Now that Sol Stern has completely ruffled the feathers of the "whatever works" crowd, he's turned his sights to one of the most visible leaders of the "what works" movement, Institute for Educational Sciences director Russ Whitehurst. In a new City Journal Online piece, Stern critiques the recent Reading First evaluation and (joining Fordham's Amber Winkler, among others) points out its fatal flaw: the likelihood that the study's "control schools" were implementing many of the same programs as the study's "treatment group":
One reading scientist willing to speak on the record about these concerns is University of Illinois professor Timothy Shanahan, former president of the 85,000-member International Reading Association (the world's largest professional organization of reading teachers and scholars) and a recent inductee into the Reading Hall of Fame. Shanahan told me that he asked IES officials about the study design and was told that it was too late to change it.

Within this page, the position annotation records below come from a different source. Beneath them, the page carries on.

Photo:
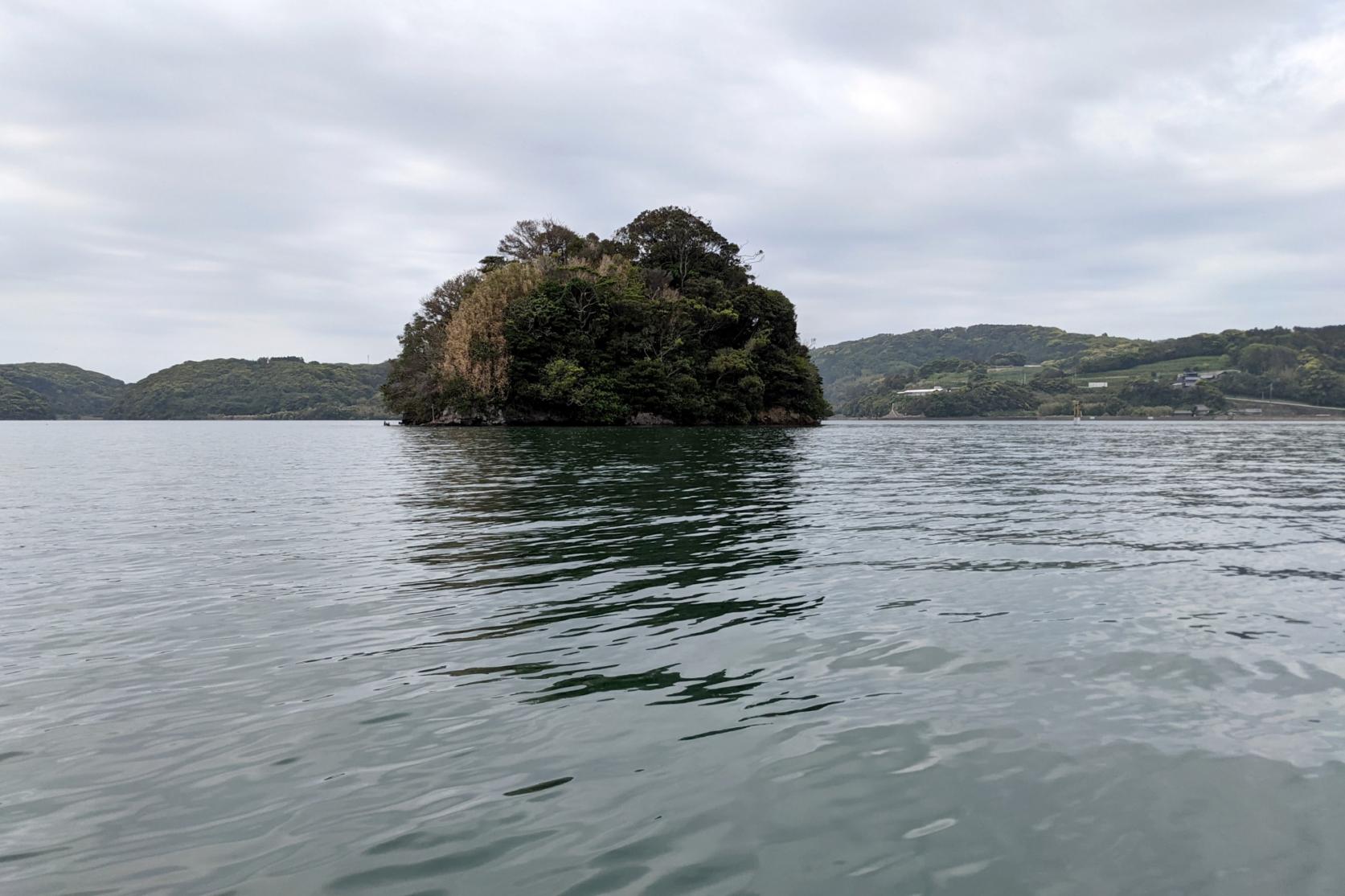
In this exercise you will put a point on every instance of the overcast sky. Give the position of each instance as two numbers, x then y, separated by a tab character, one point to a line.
185	181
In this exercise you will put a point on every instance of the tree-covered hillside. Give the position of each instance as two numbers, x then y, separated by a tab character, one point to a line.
273	387
66	392
983	343
22	404
659	323
1029	370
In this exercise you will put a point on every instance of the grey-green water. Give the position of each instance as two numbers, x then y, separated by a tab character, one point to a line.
965	658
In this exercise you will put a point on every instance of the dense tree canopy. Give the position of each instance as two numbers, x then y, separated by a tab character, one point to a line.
662	321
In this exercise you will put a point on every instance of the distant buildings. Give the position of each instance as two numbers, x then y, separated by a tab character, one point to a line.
1189	378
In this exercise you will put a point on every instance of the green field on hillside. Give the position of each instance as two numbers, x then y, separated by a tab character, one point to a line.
1163	369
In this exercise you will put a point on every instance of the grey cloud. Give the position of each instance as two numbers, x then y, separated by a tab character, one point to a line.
249	179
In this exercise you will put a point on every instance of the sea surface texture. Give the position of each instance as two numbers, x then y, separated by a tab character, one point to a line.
991	658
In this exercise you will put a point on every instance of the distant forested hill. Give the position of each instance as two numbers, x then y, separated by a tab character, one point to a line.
871	377
897	353
46	392
273	387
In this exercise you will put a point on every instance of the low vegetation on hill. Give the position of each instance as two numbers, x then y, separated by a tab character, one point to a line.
663	321
49	392
268	387
1037	370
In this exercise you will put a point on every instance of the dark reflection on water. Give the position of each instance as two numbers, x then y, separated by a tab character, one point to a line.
970	658
597	537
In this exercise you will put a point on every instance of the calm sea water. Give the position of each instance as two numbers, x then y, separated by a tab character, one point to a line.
962	658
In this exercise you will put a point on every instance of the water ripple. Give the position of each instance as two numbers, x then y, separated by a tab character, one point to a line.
256	658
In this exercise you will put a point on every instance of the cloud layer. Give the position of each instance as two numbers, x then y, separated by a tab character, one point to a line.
193	181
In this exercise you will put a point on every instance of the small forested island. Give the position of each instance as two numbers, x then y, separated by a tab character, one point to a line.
662	323
1011	370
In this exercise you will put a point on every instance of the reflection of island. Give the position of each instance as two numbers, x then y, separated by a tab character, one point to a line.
561	541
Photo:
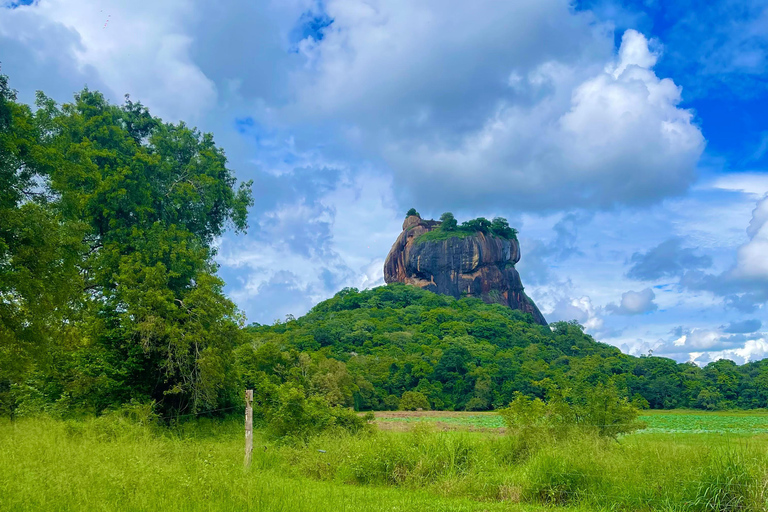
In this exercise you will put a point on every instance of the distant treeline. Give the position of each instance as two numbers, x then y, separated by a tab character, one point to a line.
109	296
443	353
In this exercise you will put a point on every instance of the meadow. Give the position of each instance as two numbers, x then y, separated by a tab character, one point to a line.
113	463
657	422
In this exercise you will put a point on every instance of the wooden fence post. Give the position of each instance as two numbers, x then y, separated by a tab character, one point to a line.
248	426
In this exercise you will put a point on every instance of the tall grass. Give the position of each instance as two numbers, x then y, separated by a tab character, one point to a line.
115	464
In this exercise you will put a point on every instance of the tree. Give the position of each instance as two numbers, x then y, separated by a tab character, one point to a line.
39	248
413	400
148	199
500	227
448	222
479	224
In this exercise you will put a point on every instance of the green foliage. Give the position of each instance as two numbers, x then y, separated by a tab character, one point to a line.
413	401
468	355
449	228
298	396
107	277
500	227
448	222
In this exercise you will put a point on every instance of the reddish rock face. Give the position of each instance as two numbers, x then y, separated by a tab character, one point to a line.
479	265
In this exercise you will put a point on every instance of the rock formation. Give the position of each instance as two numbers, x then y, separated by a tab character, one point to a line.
476	265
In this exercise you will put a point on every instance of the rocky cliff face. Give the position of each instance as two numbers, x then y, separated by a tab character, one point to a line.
477	265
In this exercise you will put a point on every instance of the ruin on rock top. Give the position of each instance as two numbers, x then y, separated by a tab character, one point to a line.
459	264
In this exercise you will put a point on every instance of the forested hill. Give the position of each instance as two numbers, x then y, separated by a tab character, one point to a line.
468	355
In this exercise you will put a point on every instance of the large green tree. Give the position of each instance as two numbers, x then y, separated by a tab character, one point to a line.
39	250
136	205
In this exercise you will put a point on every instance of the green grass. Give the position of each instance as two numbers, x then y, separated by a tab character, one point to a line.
666	422
55	465
438	234
111	464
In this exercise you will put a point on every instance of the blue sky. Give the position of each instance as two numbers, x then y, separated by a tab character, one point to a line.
627	141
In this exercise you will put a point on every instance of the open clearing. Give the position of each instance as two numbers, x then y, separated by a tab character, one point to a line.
686	461
658	422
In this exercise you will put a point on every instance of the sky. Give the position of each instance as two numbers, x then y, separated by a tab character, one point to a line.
627	141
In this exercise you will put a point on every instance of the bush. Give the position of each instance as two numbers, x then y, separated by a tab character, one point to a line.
597	409
448	222
297	416
413	400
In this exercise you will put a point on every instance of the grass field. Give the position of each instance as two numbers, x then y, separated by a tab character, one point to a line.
697	462
658	422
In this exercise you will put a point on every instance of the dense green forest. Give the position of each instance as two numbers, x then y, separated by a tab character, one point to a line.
107	279
109	296
443	353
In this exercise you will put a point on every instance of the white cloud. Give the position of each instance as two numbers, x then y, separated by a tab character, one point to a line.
580	309
470	106
634	303
135	47
752	257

Stern, reading the Washington tea leaves and sensing Congressional Democrats' eagerness to kill off the program, wants IES (i.e., Whitehurst) to admit the evaluation's limitations:
IES officials should at least point out that influential people in Washington are drawing unwarranted conclusions from a study that many reputable reading scientists find deeply flawed. It would be a stunning display of irresponsibility to remain silent after their study has contributed to so much public misunderstanding.
As I wrote last week, Russ Whitehurst can use Flypaper's valuable real estate anytime he wants to clear up this "public misunderstanding."